OKX Founder Blames Binance for Bitcoin's October Crash
By John Nada·Jan 31, 2026·2 min read
OKX's Star Xu blames Binance for Bitcoin's October crash, highlighting risks of leveraged trading. Ongoing debates reveal deep market confusion.
In a striking accusation, Star Xu, founder of OKX, attributed Bitcoin's catastrophic crash on October 10 to Binance's reckless yield campaigns. Nearly four months post-crash, the crypto sector remains embroiled in debates about the underlying causes of this market upheaval. Xu asserted that the crash was neither intricate nor accidental but stemmed from irresponsible marketing strategies that misled traders into dangerous leverage loops.
On October 10, macroeconomic factors, including President Trump’s tariff escalation on China, rattled markets at a particularly vulnerable time for crypto. The initial downturn cascaded into a massive liquidation event, wiping out approximately $19.16 billion in leveraged positions. Xu's comments highlighted USDe, a yield-bearing token from Ethena, which he claimed functioned more like a tokenized hedge fund than a standard stablecoin. This token was designed to yield returns via trading and hedging strategies, leaving users unaware of the risks involved.
Xu criticized the practice of encouraging users to convert stablecoins like USDT and USDC into USDe for attractive yields, emphasizing that this led to an illusion of safety. When volatility struck, the leverage loops unwound rapidly, exacerbating the selloff. He maintained that the Bitcoin decline began just before the USDe depeg, suggesting that absent the leverage loops, the market might have stabilized sooner.
However, not everyone agrees with Xu's perspective. Haseeb Qureshi of Dragonfly dismissed Xu's narrative as overly simplistic, arguing that the crash didn’t conform to a traditional stablecoin failure pattern. He pointed out that USDe's price diverged solely on Binance, while liquidations were widespread across other exchanges. Qureshi contended that the crash was primarily fueled by macroeconomic stress rather than a singular token failure.
Earlier, Binance had attributed the October 10 flash crash to a macro-driven selloff combined with excessive leverage and dwindling liquidity, rejecting any claims of a fundamental trading system failure, as noted by CoinDesk. The ongoing dispute between exchange leaders showcases the broader confusion in the market regarding the true causes of the October crash.

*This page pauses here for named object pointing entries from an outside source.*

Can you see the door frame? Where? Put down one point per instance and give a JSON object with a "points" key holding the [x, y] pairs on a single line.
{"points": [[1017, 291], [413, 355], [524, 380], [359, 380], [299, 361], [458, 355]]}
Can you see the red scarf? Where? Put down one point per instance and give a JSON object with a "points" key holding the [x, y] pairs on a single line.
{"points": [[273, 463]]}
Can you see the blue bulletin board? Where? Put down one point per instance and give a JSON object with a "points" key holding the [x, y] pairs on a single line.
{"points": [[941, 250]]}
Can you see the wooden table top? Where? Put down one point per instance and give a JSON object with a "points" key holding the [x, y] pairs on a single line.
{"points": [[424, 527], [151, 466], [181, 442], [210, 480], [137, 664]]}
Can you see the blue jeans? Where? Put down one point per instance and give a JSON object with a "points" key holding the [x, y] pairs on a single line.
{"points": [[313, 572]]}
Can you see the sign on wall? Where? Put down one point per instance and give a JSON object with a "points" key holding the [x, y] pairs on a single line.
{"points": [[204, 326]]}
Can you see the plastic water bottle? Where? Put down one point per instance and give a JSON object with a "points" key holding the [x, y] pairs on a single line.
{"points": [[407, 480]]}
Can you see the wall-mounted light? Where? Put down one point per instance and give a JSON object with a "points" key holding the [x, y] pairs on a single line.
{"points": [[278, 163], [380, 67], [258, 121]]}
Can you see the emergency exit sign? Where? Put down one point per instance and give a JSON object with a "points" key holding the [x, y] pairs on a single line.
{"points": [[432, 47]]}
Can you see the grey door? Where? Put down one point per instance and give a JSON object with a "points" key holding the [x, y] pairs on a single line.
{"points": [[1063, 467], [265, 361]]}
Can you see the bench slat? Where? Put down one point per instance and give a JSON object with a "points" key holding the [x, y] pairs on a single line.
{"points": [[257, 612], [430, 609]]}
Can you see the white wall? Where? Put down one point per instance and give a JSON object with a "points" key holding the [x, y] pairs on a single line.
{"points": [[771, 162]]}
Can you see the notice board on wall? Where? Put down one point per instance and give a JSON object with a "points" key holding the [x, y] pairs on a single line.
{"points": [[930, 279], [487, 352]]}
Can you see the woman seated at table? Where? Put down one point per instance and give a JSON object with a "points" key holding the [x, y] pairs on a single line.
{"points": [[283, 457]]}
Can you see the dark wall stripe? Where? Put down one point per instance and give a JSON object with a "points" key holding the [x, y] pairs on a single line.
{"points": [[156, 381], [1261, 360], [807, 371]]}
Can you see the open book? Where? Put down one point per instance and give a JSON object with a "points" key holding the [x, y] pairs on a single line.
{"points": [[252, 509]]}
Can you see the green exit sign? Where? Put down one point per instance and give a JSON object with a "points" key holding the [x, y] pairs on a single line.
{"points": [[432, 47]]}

As the crypto world grapples with the fallout from the crash, the implications for market stability and trader education are profound. Understanding the complexities of leveraged trading and yield-bearing tokens like USDe is crucial for preventing future disasters. The debate illustrates the need for clearer communication about risks in crypto trading, especially as new financial instruments gain traction. Without addressing these issues, the market may face similar turmoil in the future.